Que a hipotética adaptação de
Cem
anos de solidão fosse reduzir o romance ou tivesse que ser filmada em
inglês devem ter sido alguns fatores significativos que pesavam contra, mas
também não parecem determinantes. Certamente, não o foram no caso dos demais
filmes feitos a partir de adaptação de seus livros, todos sintetizados, nem mesmo
O amor nos tempos do cólera, a adaptação inglesa lançada em 2007. A
substância literária era, então, o que García Márquez temia? O inevitável
desaparecimento das palavras, o silenciamento do seu aclamado estilo literário?
Vejamos bem, também não é isso o que parece. Nesse sentido,
O outono do
patriarca é um romance muito mais complexo e único que
Cem anos de
solidão, e o fato é que foi oferecido a Kurosawa.
A verdade é que
Cem anos de
solidão, que acompanha as aventuras de sete gerações da mesma família ao
longo de mais de um século, teria que ser uma grande produção cinematográfica,
com dezenas de atores e figurantes, cenários e locações intermináveis, sem
falar nos efeitos especiais. Ao contrário do resto de seus filmes, onde o mínimo
era primordial, aqui isso e o dinheiro eram primordiais. O romance conta uma
história hiperbólica e transbordante: por sua própria natureza, o filme seria
melhor quanto maior fosse seu aparato de produção e quanto mais financiamento
tivesse.
Sabemos bem que isso, justamente isso, era a única coisa que García Márquez
odiava no cinema. Ele mesmo confessou em diversas ocasiões que trocou a sétima
arte pela literatura depois de se matricular no Centro Experimental de Cinematografia,
em Roma, porque se sentia sobrecarregado pelos enormes recursos financeiros “e
todo o aparato industrial, técnico, comercial...” necessários para fazer cinema.
“Disse a mim mesmo: ‘Putz!

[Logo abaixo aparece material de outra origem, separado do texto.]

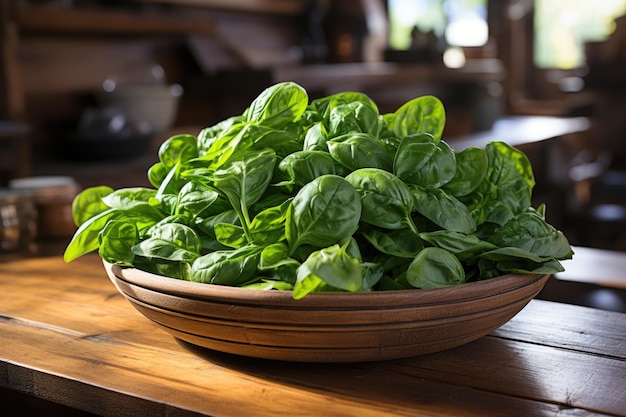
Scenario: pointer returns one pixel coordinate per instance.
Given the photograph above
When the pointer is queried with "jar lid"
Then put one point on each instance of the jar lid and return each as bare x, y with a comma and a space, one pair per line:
9, 196
46, 187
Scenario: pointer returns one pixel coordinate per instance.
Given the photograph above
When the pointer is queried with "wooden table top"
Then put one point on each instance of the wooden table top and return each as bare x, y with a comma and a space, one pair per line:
67, 336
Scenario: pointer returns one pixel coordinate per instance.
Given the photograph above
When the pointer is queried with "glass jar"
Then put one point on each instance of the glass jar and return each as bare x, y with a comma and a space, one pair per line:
18, 220
52, 197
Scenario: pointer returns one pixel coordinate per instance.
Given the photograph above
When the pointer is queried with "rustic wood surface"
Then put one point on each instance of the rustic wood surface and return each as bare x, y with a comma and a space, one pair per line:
67, 336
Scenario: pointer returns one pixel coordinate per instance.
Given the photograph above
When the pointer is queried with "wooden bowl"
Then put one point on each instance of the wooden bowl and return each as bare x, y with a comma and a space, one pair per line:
326, 327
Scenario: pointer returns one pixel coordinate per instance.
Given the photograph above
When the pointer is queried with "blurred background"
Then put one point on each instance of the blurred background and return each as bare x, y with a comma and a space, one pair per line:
89, 89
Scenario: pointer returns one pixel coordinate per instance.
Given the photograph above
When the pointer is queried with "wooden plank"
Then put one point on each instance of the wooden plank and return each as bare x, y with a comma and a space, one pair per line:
68, 337
12, 105
288, 7
100, 374
596, 266
109, 22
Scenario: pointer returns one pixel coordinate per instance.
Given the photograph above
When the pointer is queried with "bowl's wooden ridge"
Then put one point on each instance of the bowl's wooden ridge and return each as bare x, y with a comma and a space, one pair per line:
326, 327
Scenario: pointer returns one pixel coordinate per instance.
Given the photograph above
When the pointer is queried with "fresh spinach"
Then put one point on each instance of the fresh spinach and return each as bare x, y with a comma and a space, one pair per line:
326, 195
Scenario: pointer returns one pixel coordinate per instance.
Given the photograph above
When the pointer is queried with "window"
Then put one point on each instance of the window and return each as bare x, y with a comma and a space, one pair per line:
458, 22
563, 26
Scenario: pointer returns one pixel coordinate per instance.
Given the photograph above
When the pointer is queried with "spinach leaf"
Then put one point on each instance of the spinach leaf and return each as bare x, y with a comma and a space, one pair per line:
88, 203
334, 266
423, 161
471, 168
507, 187
442, 209
386, 200
323, 212
227, 267
302, 167
244, 180
435, 267
424, 114
278, 105
359, 150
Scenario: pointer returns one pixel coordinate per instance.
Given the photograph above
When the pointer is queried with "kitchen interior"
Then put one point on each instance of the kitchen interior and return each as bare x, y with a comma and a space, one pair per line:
90, 89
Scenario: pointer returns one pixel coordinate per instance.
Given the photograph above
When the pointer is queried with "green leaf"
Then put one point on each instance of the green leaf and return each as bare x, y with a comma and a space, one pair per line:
360, 150
424, 114
442, 209
324, 212
88, 203
423, 161
278, 105
386, 200
433, 268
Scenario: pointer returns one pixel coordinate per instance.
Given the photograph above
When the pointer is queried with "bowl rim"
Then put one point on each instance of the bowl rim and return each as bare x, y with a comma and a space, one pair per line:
444, 295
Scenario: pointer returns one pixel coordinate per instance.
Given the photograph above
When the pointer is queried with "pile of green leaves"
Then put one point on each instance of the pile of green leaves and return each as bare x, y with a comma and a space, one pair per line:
326, 195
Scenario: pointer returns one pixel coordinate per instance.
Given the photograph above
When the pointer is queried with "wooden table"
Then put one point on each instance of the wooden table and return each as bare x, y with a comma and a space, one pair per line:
67, 336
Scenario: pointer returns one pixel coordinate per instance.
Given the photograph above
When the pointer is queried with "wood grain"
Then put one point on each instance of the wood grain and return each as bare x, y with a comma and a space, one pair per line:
69, 337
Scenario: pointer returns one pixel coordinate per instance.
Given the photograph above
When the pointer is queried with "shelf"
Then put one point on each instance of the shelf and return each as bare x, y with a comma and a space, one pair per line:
94, 21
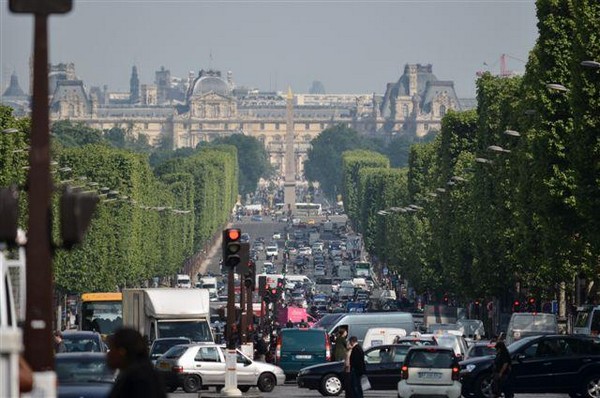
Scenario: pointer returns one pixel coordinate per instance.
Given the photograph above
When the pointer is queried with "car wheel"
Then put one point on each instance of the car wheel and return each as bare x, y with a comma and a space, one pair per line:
331, 385
266, 382
591, 387
192, 383
483, 386
171, 388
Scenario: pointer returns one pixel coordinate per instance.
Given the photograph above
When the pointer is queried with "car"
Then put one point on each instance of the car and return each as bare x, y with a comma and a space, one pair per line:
481, 349
382, 362
195, 366
272, 252
162, 345
83, 374
430, 371
83, 341
540, 365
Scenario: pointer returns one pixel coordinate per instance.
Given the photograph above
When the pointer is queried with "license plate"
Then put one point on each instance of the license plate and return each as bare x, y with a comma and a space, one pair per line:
164, 366
430, 375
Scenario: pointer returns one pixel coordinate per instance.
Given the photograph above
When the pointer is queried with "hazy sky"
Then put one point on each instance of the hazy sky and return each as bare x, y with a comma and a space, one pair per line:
350, 46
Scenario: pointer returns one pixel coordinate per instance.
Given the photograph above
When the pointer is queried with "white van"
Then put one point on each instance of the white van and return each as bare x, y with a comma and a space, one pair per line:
357, 324
523, 324
381, 336
184, 281
587, 321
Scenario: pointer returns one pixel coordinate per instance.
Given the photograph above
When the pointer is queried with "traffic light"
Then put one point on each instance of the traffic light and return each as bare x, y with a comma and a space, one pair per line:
231, 247
76, 212
9, 214
516, 306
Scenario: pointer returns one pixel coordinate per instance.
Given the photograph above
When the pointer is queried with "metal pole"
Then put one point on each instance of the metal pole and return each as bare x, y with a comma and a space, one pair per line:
38, 320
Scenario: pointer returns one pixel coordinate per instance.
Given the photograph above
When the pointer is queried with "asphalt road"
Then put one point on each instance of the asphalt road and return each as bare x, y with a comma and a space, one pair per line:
291, 390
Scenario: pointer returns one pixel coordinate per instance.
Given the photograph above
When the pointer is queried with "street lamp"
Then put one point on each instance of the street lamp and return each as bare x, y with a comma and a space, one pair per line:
591, 64
512, 133
498, 149
557, 87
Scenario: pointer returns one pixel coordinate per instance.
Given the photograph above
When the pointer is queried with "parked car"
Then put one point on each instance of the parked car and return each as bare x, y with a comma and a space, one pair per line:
481, 349
195, 366
83, 374
162, 345
298, 348
382, 362
541, 364
430, 371
83, 341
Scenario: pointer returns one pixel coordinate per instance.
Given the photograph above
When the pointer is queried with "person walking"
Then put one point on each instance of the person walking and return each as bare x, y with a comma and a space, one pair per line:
502, 370
357, 367
341, 345
137, 377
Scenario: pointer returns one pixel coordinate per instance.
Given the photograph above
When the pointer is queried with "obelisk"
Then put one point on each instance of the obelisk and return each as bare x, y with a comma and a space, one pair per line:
289, 185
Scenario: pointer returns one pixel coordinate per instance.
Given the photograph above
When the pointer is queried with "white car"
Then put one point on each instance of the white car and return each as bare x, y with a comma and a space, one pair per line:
272, 252
430, 371
195, 366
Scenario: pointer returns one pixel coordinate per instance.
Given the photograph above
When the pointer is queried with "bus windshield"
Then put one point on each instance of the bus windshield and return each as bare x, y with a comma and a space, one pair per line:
104, 317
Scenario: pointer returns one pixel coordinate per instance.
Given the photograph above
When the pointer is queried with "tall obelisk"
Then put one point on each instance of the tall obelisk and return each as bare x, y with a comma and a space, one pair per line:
289, 191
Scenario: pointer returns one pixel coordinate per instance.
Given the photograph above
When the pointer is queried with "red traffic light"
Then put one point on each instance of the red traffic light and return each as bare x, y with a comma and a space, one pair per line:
233, 234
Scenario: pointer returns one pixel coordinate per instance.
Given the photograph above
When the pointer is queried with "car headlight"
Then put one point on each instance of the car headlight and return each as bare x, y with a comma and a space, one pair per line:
470, 367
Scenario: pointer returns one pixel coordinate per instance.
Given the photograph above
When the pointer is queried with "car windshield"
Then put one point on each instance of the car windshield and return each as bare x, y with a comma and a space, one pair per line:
534, 323
81, 344
160, 347
430, 358
76, 369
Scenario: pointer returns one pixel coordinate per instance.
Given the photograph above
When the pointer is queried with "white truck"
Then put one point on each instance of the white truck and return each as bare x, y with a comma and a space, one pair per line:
168, 312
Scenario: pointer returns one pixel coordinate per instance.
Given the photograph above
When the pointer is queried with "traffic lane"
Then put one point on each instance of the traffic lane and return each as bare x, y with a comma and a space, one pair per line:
291, 390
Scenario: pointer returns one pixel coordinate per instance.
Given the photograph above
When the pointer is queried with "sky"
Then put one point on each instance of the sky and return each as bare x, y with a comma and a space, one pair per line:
350, 46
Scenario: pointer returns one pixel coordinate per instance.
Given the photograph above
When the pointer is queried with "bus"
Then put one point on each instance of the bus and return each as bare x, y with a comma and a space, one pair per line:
101, 312
308, 209
362, 269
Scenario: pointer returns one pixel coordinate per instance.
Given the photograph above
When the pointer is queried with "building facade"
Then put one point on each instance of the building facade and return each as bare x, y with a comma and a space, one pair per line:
207, 105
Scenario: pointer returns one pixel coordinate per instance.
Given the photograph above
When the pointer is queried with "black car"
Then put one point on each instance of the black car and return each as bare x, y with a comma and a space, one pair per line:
383, 364
541, 364
83, 374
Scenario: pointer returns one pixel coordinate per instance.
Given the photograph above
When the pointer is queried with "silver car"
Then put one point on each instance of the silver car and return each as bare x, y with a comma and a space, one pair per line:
196, 366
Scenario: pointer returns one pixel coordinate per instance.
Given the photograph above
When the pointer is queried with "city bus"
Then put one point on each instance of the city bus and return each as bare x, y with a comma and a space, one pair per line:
101, 312
308, 209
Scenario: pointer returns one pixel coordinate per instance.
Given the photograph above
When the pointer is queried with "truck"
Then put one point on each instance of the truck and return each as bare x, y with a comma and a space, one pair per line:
433, 314
294, 314
168, 312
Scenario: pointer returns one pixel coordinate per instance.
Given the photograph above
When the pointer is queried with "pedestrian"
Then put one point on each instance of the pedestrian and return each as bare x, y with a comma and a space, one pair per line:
357, 367
59, 344
502, 372
341, 345
137, 377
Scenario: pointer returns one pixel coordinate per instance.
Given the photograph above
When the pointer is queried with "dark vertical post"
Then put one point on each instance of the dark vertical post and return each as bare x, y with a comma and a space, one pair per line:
231, 343
38, 321
243, 332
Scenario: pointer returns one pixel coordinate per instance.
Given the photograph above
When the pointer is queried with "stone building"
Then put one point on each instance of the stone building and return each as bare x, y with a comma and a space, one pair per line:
207, 105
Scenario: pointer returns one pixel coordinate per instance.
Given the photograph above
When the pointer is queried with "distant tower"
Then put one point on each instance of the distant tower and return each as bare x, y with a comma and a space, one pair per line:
134, 87
289, 191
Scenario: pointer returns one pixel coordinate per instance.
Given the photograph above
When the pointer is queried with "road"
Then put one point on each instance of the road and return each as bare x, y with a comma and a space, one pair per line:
290, 390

Ainda bem que tenho minha máquina de escrever!’... e
me agarrei a ela como um náufrago a uma tábua.” Estas são suas palavras,
novamente, em
Como contar um conto.
É uma ideia desanimadora assim?
Que não há nada fundamentalmente intraduzível na literatura, nem mesmo
Cem anos
de solidão; que com dinheiro, assumindo uma boa habilidade, até mesmo a
obra
mais literária da literatura pode ser levada com sucesso para a
tela. Não é apenas que o cinema se desfaça da essência sagrada do literário: é
que ele reafirma as odiosas leis do capital. Uma derrota da qualidade sobre a
quantidade, o que é doloroso de admitir. Outro triunfo da banalidade sobre a
transcendência.
Deve ser por isso que muitas
pessoas não acreditam, ou fingem não acreditar, e insistem na ideia de que existem
livros que não podem ser adaptados, histórias que simplesmente não podem ser
contadas com sucesso por meio da linguagem audiovisual. García Márquez não
acreditava nisso. Ele chegou a dizer, observe a frase, que “um filme pode ser
algo tão íntimo, tão pessoal — há muitos diretores e obras capazes de
demonstrar isso — que poderia parecer escrito à mão”. E para Kurosawa disse que
O outono do patriarca era um livro inadaptável, sim, mas imediatamente o
corrigiu com um eufemismo: que poderia ser se “repensado”.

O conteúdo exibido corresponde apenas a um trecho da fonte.